But suppose in addition to the means and the confidence intervals, we want to get a sense of the actual observations that led to these values. We can plot these observations by adding a geom_jitter layer using the original RT values from the lexdec dataframe.

ggplot(d_s3,aes(x=NativeLanguage,y=RT))+
  geom_bar(stat="identity", position=position_dodge(), fill="lightgray",color="darkgray") +
  geom_jitter(data=lexdec,aes(y=RT),alpha=.25,color="red") +
  geom_errorbar(aes(ymin=bootsci_low, ymax=bootsci_high, x=NativeLanguage, width=0.25), position=position_dodge(0.9)) +
  coord_cartesian(ylim=c(5,8)) +
  xlab("Native Langauge") +
  ylab("Log-transformed response time")

A violin plot

Violin plots provide another means of visualizing the distribution of responses.

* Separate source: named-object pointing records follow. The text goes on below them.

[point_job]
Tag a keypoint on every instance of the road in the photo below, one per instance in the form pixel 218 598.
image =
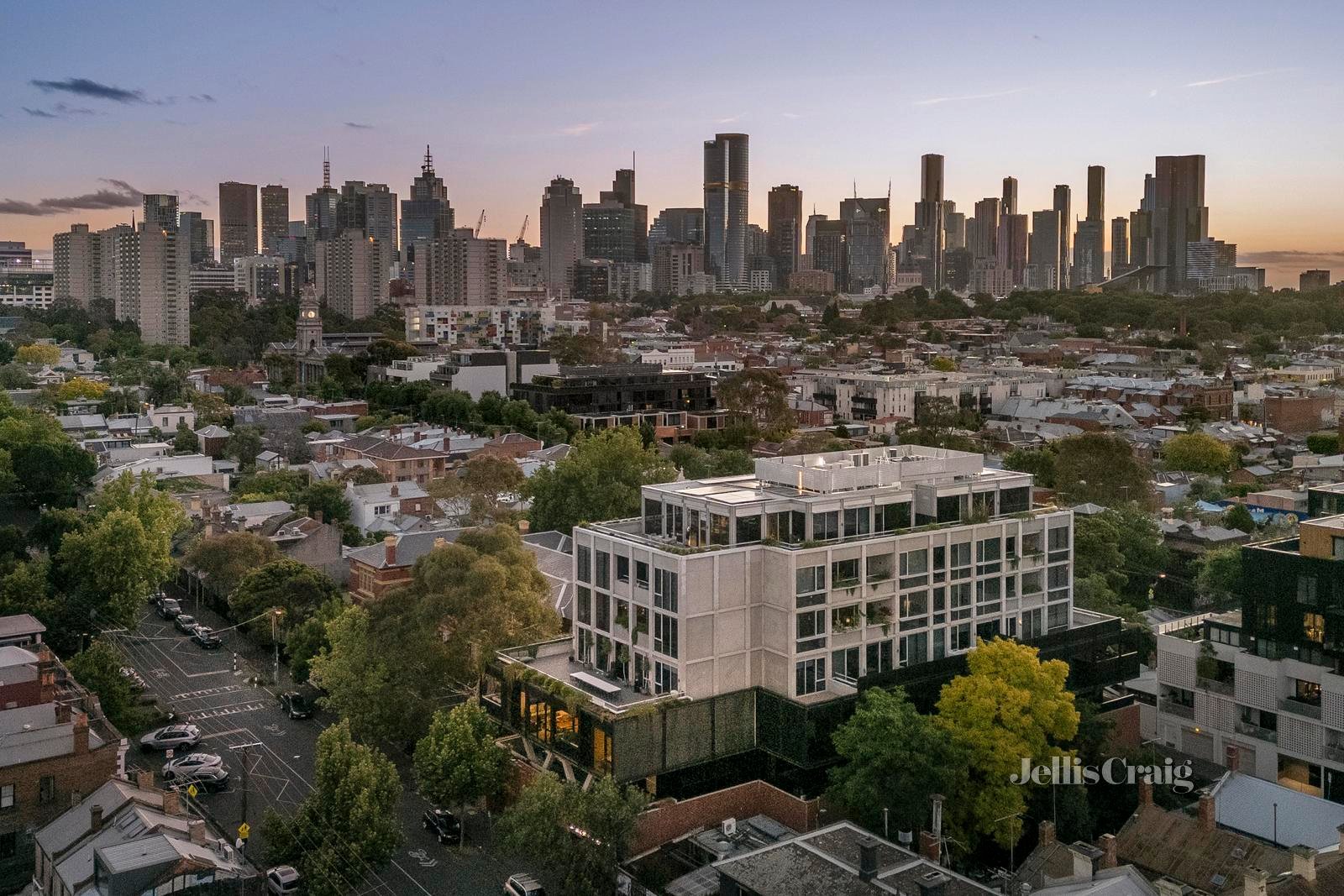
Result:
pixel 203 687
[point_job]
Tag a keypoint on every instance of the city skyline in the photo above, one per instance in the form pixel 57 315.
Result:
pixel 501 132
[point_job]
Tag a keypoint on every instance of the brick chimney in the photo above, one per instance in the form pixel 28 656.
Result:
pixel 1207 817
pixel 1304 862
pixel 929 846
pixel 1109 851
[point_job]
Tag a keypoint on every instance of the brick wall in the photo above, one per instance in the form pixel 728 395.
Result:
pixel 667 822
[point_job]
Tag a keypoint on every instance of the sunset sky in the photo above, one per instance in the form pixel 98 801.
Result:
pixel 104 98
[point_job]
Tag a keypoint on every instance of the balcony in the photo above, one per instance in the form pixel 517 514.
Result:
pixel 1175 708
pixel 1256 731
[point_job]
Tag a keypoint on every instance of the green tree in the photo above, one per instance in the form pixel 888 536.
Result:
pixel 543 820
pixel 228 559
pixel 1008 707
pixel 347 824
pixel 1196 453
pixel 459 763
pixel 893 759
pixel 598 479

To understand violin plots, we start by visualizing the density of a distribution, in this case the distribution of RTs.

ggplot(lexdec,aes(x=RT))+
  geom_density()

We can add information to this plot with additonal aesthetics.

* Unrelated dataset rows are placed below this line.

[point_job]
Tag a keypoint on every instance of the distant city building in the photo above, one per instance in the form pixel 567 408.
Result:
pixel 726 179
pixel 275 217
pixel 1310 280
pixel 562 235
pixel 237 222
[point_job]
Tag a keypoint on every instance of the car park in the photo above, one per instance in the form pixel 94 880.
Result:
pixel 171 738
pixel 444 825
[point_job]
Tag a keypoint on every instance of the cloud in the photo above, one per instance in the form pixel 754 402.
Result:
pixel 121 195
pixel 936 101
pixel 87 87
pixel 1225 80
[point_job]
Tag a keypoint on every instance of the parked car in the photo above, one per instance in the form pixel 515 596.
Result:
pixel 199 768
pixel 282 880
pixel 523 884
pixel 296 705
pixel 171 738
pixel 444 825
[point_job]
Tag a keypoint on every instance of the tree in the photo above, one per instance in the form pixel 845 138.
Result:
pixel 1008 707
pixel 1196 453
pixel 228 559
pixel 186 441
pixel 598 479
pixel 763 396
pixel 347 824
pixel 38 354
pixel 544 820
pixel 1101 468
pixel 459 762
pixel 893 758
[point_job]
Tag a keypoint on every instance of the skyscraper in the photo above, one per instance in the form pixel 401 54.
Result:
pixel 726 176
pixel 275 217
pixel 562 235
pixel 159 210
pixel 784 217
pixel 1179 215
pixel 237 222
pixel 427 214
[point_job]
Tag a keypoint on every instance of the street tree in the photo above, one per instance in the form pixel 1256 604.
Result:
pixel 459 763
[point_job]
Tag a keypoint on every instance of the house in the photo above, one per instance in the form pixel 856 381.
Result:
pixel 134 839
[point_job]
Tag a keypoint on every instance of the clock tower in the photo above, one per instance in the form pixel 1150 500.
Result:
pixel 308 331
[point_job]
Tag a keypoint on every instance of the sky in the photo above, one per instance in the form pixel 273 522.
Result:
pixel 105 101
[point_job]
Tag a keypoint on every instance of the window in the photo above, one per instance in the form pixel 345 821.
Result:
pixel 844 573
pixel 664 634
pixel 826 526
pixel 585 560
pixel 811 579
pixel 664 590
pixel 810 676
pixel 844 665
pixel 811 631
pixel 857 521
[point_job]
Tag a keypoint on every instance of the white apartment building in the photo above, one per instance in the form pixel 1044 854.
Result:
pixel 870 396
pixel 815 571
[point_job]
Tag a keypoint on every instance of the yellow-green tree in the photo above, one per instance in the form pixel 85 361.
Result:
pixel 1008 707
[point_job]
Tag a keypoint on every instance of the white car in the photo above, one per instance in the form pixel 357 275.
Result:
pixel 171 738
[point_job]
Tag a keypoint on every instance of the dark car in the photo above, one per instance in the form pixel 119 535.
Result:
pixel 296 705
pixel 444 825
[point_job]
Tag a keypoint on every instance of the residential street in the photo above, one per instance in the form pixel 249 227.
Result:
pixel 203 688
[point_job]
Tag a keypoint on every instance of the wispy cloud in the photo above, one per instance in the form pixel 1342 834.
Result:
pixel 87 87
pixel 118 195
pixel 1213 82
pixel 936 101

ggplot(lexdec,aes(x=RT,fill=NativeLanguage))+
  geom_density(alpha=0.5)

A violin plot effectively flips this information on its side:

ggplot(lexdec,aes(y=RT,x=NativeLanguage))+
  geom_violin()

To add back in information about mean values, we can add a geom_boxplot layer.

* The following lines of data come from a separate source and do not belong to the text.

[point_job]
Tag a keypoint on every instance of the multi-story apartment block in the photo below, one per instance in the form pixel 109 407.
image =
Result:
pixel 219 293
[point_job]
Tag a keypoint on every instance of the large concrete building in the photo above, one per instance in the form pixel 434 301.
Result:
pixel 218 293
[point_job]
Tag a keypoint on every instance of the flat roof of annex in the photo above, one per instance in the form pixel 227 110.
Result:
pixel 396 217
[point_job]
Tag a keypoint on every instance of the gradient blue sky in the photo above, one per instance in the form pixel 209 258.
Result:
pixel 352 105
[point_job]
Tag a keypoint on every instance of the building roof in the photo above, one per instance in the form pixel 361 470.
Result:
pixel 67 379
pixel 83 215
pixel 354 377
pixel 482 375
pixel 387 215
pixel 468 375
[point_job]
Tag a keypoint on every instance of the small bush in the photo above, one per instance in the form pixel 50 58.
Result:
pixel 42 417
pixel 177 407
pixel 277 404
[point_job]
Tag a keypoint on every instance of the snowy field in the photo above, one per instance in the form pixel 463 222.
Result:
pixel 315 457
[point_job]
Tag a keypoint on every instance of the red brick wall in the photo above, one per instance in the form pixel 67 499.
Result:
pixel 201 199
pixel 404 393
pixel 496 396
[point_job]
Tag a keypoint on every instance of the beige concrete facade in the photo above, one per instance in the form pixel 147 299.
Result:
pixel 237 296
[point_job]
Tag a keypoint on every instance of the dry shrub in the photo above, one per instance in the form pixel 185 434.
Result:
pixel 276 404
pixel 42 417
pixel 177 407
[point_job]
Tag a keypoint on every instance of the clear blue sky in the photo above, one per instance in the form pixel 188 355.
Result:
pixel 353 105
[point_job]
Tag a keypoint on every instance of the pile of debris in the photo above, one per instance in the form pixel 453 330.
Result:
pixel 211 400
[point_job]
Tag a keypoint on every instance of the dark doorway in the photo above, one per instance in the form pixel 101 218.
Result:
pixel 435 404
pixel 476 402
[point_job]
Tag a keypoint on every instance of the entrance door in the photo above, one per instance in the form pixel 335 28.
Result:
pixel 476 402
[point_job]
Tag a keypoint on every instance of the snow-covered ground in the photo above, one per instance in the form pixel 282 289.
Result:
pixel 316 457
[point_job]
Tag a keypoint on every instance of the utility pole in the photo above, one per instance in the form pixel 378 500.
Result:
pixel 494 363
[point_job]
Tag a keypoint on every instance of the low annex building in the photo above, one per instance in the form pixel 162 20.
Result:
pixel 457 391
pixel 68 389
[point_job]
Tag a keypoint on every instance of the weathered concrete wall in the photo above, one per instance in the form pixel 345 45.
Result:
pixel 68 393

ggplot(lexdec,aes(y=RT,x=NativeLanguage))+
  geom_violin() +
  geom_boxplot(notch=T,width=.25)

We could also add in information about the mean and confidence intervals; we’ve computed those values in d_s3 above.

ggplot(lexdec,aes(y=RT,x=NativeLanguage))+
  geom_violin() +
  geom_point(data=d_s3,aes(y=RT,x=NativeLanguage),shape=95,size=5) +
  geom_errorbar(data=d_s3,aes(ymin=bootsci_low, ymax=bootsci_high, x=NativeLanguage, width=0.25))

And of course, we can customize the color information and other attributes.

ggplot(lexdec,aes(y=RT,x=NativeLanguage,fill=NativeLanguage))+
  geom_violin() +
  geom_point(data=d_s3,aes(y=RT,x=NativeLanguage),shape=95,size=5,color="white") +
  geom_errorbar(data=d_s3,aes(ymin=bootsci_low, ymax=bootsci_high, x=NativeLanguage, width=0.25),color="white") +
  scale_fill_manual(values=c("blue","red")) +
  xlab("Native Language") +
  ylab("Log-transformed response time") +
  guides(fill=FALSE)